We mentioned the other day that it’s been five years since the tragic Black Friday trampling death of a Walmart employee. In the years since, Walmart has spent millions of dollars trying to avoid the meager $7,000 fine from OSHA, and still has yet to pay it.
Back in 2010, the company said it was fighting the $7,000 penalty because it felt that an employee being trampled by a crowd of shoppers at an annual sales event heavily marketed and advertised by your company doesn’t count as an occupational hazard and that assessing the fine “has far-reaching implications for the retail industry that could subject retailers to unfairly harsh penalties and restrictions on future sales promotions.”
The case is currently stuck in appeal, and one former OSHA analyst tells Huffington Post that this is a case of Walmart flexing its muscles to prove it’s the biggest bruiser in the room.
“It’s not about the penalty,” said the former OSHA staffer. “It’s this interest in seeing how far Walmart can push back against the decision.”

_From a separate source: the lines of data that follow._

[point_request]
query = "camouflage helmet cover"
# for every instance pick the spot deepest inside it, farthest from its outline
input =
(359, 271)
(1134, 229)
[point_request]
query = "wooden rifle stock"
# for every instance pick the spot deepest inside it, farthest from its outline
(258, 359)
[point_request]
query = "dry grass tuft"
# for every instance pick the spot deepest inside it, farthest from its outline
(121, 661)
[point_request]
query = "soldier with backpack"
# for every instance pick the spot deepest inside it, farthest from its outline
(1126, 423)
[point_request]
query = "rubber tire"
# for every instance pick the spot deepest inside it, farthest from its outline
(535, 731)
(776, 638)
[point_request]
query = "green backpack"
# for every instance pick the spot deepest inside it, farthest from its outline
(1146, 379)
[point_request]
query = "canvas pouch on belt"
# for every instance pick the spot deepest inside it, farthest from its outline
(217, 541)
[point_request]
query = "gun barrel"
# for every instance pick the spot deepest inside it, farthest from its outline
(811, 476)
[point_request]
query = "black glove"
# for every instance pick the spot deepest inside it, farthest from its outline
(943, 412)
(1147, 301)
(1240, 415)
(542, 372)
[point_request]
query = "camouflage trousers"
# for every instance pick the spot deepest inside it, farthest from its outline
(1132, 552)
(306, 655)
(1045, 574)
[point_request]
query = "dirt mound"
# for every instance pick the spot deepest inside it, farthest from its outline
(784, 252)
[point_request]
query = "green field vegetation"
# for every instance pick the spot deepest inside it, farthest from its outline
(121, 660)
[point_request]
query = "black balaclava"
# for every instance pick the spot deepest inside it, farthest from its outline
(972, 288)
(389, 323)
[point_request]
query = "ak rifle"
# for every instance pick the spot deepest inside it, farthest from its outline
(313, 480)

Walmart says it has made changes to its crowd management strategies for Black Friday — such as actually trying to manage crowds, rather than let them pile up against the front door because that looks awesome on the news reports the next day. But just because you put measures in place after the fact doesn’t mean you shouldn’t have to pay for the initial fine.

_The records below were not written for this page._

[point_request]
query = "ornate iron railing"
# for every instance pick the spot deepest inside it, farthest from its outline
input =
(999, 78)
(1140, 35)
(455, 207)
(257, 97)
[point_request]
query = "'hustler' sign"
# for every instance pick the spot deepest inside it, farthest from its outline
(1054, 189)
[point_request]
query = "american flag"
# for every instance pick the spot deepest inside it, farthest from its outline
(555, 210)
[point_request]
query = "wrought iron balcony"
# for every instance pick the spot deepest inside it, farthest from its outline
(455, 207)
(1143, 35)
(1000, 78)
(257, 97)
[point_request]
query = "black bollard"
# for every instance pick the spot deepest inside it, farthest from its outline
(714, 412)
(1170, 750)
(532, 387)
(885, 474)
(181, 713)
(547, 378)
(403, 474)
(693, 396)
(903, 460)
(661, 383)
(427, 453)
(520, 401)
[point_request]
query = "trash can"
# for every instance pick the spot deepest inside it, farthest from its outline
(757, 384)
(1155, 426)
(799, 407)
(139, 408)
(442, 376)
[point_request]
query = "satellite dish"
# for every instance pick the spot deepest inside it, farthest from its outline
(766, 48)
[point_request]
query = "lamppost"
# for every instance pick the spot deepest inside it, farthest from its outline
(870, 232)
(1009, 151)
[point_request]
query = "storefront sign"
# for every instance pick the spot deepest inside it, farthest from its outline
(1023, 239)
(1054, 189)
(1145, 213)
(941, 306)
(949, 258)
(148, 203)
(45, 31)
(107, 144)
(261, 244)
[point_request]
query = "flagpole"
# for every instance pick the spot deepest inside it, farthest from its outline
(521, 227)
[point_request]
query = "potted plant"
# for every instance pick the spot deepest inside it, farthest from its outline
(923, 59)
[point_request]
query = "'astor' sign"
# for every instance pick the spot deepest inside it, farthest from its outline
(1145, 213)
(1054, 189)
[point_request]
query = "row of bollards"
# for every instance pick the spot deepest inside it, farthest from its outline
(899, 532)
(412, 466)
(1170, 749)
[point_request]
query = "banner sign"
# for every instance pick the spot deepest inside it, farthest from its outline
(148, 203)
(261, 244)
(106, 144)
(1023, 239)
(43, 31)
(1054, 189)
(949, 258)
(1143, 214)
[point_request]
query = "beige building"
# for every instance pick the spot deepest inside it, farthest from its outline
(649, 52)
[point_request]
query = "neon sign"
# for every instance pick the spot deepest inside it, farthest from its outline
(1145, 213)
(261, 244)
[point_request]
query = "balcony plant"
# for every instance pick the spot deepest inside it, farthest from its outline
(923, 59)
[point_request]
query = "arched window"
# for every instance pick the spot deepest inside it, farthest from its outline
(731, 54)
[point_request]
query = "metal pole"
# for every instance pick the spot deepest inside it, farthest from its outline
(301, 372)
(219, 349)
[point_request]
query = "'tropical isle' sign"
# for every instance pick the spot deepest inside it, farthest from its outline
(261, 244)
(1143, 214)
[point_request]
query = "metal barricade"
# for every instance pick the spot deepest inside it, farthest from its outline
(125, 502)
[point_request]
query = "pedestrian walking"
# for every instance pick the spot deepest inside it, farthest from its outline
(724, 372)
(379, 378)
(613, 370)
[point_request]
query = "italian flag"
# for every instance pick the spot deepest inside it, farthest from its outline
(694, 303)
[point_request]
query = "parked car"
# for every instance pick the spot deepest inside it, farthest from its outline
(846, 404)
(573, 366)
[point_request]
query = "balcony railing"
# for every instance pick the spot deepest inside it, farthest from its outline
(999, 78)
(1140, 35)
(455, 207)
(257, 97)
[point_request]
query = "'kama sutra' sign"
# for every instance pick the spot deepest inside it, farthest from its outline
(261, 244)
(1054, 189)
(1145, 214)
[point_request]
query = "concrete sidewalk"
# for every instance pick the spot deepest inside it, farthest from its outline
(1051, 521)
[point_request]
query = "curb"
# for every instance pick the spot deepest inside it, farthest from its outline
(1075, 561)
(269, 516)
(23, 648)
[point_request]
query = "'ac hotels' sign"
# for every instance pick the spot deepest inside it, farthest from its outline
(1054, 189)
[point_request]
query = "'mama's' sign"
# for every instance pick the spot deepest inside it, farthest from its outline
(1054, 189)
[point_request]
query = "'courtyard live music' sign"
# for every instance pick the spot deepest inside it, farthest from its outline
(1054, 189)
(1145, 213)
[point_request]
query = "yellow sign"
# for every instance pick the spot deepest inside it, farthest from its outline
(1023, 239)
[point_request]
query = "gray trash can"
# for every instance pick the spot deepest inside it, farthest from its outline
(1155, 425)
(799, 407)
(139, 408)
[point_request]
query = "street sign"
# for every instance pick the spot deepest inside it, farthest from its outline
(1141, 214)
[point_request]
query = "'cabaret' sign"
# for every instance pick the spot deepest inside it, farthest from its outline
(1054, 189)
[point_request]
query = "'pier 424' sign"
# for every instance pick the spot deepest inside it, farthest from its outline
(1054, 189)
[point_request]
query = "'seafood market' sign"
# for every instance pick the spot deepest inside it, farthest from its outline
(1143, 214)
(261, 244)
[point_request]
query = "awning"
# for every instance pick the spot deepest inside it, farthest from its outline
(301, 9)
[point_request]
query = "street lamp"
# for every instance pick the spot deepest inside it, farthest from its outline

OSHA said that Walmart failed to provide adequate training for employees on how to best handle the thousands of shoppers waiting to get into the store for the pre-dawn opening time on Black Friday 2008. The worker who was killed in the stampede had been hired through a temp agency only a week earlier. The agency claims that while this sort of tragedy was unusual, it was certainly a possibility that Walmart should have been aware of after years of Black Friday sales.
Even though the fine — the largest OSHA can issue in such a case without proving that the safety violation was willful — has been upheld by an administrative law judge, Walmart appealed that ruling to the Occupational Safety and Health Review Commission, an independent group set up to rule on challenges to OSHA penalties and citations.
That was in 2011. There has been no noteworthy movement since.
“It can take 10 years,” one lawyer tells HuffPo. “The average length it takes to complete a case is obscenely long. And the longer [Walmart] appeals this case, the longer they get a pass.”
A rep for the OSHRC says the Walmart case is not on the 2013 docket, and so won’t be decided until next year at the earliest.